Fuel points are a common reward currency for grocers. In recent years, we’ve seen higher point levels for different (i.e., more lucrative) product categories like gift cards or prescriptions, which might be worth double or triple the points customers receive on food items.
Another emerging trend is using other ecosystems as points of accumulation. One example is Loblaws, which rolled out its PC Insiders program in 2018 for $99 a year. Members of this program get 20% back in reward points when they buy various products from Loblaw store brands like PC Organics, Black Label, Joe Fresh and Shoppers.
Now that native apps are becoming ubiquitous with retailers of all types, we’re entering a new frontier where grocers can leverage their data to gain more traction with customers.
Gone are the days when retailers had to segment customers into large buckets with hundreds or even thousands of other customers. Today, retailers can tap into the power of technology and data to offer each customer a truly personalized experience. That might mean unique coupons or better product recommendations—whatever incentivizes them to pick your brand.
Leveraging robotics and automation
Customers expect a top-notch experience when they shop in-store. One of the big stumbling blocks to offering that experience is inventory mismanagement. If items on a customer’s list aren’t available, that likely means they’ll have to make another stop somewhere else—or they’ll bail altogether and get all their groceries from a competitor.
This is a huge problem for retailers, too. Out-of-stock items cost retailers an estimated $1 trillion, according to a study from the IHL Group (via Retail Dive). One chain that is prioritizing inventory optimization is Pittsburgh-based food, fuel and pharmacy retailer Giant Eagle.
The company uses an aisle-scanning robot named Tally at three of its locations. Developed by Simbe Robotics, the five-foot-tall robot glides down the aisles and scans shelves for items that need to be restocked.

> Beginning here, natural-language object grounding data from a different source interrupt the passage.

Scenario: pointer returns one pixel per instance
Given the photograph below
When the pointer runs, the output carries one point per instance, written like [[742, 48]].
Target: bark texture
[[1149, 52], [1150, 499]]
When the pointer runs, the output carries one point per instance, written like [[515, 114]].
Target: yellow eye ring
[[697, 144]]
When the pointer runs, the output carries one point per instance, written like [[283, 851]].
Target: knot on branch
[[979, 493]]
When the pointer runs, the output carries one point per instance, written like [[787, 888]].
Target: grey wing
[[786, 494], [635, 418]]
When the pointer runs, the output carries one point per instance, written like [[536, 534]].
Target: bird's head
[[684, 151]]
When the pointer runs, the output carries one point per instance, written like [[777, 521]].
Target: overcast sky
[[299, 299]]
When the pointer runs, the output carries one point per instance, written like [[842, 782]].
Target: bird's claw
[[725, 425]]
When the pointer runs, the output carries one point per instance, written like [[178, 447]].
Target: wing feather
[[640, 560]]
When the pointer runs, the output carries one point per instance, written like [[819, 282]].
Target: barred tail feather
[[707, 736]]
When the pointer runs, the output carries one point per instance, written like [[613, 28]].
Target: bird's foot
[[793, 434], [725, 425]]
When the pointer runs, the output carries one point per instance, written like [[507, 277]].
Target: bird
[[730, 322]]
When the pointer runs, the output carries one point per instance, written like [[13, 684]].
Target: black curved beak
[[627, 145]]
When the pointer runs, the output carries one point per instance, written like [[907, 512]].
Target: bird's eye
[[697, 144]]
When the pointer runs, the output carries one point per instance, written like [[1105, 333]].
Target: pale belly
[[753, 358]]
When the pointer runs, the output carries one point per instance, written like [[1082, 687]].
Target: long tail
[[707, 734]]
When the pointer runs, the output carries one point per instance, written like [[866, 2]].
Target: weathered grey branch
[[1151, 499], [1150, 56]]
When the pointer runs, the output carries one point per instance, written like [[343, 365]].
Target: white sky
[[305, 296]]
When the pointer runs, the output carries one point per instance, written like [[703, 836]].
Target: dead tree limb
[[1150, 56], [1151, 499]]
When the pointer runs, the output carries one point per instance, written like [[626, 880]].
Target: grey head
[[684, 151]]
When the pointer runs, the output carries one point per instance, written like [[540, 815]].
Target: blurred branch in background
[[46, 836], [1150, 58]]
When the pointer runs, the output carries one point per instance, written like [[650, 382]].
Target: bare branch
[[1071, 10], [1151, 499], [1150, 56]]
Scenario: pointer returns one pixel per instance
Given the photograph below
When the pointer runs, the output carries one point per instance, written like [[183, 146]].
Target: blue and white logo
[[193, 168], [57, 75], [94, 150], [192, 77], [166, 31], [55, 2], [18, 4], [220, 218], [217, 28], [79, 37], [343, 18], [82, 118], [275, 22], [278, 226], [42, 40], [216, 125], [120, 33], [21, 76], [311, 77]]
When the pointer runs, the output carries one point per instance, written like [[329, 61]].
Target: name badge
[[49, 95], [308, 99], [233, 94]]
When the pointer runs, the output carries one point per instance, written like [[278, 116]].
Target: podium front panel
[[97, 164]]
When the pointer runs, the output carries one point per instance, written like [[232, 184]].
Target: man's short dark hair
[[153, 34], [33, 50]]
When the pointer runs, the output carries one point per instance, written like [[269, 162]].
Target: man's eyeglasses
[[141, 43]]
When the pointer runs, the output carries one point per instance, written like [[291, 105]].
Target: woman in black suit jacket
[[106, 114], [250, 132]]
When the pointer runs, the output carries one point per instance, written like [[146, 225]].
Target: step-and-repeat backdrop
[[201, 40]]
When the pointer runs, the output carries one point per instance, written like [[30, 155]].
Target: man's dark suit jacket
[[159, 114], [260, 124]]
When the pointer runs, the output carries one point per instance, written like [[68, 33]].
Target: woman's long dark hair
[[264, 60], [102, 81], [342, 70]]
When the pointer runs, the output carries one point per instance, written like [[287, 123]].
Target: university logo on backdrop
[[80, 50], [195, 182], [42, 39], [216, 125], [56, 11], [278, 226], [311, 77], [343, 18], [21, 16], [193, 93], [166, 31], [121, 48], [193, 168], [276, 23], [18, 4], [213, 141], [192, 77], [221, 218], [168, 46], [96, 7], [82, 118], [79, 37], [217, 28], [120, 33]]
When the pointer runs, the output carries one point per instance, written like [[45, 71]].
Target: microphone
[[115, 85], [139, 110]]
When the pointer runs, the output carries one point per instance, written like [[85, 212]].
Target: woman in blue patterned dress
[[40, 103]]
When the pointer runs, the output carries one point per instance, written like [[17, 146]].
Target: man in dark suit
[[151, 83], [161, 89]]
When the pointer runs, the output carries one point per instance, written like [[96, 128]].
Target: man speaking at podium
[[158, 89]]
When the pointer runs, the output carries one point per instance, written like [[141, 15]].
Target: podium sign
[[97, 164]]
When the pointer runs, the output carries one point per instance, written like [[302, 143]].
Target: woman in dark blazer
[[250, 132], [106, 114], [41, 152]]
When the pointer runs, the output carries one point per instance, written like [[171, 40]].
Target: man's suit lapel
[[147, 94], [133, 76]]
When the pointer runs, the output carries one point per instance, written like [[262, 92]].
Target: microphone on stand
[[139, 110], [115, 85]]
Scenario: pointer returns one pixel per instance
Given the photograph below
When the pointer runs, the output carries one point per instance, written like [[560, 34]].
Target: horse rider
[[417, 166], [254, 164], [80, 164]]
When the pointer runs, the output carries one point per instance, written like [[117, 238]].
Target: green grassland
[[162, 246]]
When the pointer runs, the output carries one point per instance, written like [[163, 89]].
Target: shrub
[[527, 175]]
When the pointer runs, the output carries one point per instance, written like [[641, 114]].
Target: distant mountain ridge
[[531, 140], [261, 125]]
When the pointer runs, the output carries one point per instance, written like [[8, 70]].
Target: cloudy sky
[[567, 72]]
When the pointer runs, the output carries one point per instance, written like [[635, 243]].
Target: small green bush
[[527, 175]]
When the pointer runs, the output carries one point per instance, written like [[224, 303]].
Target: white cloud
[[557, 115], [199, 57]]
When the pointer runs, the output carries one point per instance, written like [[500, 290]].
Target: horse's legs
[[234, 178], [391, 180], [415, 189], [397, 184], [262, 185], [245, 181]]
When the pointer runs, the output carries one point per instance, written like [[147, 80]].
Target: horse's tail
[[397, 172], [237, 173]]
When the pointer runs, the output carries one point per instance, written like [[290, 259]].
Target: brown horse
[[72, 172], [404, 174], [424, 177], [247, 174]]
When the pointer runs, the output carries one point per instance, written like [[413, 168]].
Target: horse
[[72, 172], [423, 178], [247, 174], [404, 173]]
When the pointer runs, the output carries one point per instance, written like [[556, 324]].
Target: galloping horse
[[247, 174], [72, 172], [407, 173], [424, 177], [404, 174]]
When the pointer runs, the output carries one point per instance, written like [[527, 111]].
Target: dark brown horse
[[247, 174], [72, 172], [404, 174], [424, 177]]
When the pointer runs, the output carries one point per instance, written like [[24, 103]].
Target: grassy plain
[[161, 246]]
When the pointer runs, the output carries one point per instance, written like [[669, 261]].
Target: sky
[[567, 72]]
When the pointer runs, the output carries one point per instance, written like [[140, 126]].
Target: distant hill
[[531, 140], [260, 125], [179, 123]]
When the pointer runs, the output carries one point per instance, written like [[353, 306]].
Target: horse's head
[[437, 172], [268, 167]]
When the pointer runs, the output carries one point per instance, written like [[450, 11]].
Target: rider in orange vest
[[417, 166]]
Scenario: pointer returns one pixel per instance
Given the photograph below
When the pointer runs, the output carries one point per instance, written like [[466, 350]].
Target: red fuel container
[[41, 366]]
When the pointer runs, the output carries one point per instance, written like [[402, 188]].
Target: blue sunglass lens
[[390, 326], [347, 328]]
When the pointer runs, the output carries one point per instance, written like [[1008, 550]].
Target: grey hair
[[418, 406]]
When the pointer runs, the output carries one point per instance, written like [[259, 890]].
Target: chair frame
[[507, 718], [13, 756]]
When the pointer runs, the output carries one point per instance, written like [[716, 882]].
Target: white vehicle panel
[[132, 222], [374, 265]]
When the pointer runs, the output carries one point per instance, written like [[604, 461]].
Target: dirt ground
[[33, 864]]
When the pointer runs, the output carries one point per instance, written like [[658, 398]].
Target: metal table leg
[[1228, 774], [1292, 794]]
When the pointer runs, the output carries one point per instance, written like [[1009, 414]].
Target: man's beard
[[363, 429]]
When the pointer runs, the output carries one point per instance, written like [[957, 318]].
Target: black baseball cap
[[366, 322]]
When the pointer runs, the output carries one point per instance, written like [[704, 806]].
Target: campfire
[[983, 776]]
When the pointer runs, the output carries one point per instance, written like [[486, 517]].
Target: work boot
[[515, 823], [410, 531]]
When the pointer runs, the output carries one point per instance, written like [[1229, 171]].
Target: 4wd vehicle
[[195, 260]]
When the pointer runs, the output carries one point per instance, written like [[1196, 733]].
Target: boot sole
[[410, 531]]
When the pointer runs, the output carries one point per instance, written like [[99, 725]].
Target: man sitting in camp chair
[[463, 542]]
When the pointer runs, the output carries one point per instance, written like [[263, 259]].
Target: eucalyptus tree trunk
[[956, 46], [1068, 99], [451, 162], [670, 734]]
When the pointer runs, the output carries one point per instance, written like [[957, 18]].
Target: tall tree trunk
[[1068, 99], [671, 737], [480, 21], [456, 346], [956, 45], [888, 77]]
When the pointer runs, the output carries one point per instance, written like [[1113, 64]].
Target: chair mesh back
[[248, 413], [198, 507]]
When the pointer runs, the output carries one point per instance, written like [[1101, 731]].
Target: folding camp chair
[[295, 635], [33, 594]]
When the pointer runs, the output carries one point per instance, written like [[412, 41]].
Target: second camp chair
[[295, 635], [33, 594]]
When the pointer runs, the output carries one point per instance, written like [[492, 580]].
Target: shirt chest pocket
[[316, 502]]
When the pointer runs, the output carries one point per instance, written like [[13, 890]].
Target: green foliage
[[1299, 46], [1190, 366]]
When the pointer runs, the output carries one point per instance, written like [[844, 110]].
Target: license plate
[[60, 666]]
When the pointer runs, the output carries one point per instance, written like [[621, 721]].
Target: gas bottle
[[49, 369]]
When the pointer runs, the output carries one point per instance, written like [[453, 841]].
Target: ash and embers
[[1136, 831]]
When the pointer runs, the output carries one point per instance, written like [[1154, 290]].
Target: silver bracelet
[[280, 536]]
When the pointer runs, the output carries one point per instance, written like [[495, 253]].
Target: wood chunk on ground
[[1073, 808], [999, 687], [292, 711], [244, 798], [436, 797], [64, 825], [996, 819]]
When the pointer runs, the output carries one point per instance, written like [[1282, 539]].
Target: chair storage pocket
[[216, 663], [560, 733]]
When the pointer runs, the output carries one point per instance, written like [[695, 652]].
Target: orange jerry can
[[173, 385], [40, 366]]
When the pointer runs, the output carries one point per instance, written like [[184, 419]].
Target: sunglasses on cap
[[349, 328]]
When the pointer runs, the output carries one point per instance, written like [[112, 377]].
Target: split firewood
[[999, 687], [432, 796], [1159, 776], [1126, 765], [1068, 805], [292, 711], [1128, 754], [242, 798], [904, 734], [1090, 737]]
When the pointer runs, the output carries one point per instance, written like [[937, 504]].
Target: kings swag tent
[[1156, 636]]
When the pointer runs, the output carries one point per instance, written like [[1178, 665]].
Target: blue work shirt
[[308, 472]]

When it finds such an item, Tally alerts a human who can restock the shelf.
Not only has Tally helped get shelves restocked faster—resulting in a better customer experience—but the robot is also a hit with customers, who are constantly taking selfies with it.
As retailers look to improve their in-store experience, this is an example of how to use automation and robotics to work toward those goals in a cost-effective manner.
Takeaways for grocery retailers.
Obviously, the evolution of each retailer will look slightly different from its competitors, but there are two broad takeaways that grocery chains should keep in mind as they move forward:
• In many sectors, but especially grocery, e-commerce is not there to supplant physical.
• The goal should be to offer customers whatever they’re looking for at the moment.
Grocery retailers must focus on bringing offerings to life in the way that customers need at the moment. For right now, that’s mainly in-store, but e-commerce usage will continue to rise.
Retailers must offer customers paths that are convenient, provide value and get them from point A to point B quickly. How can you deliver a solution that meets a customer’s immediate needs? As technology advances, retailers can’t forget to answer this vital question.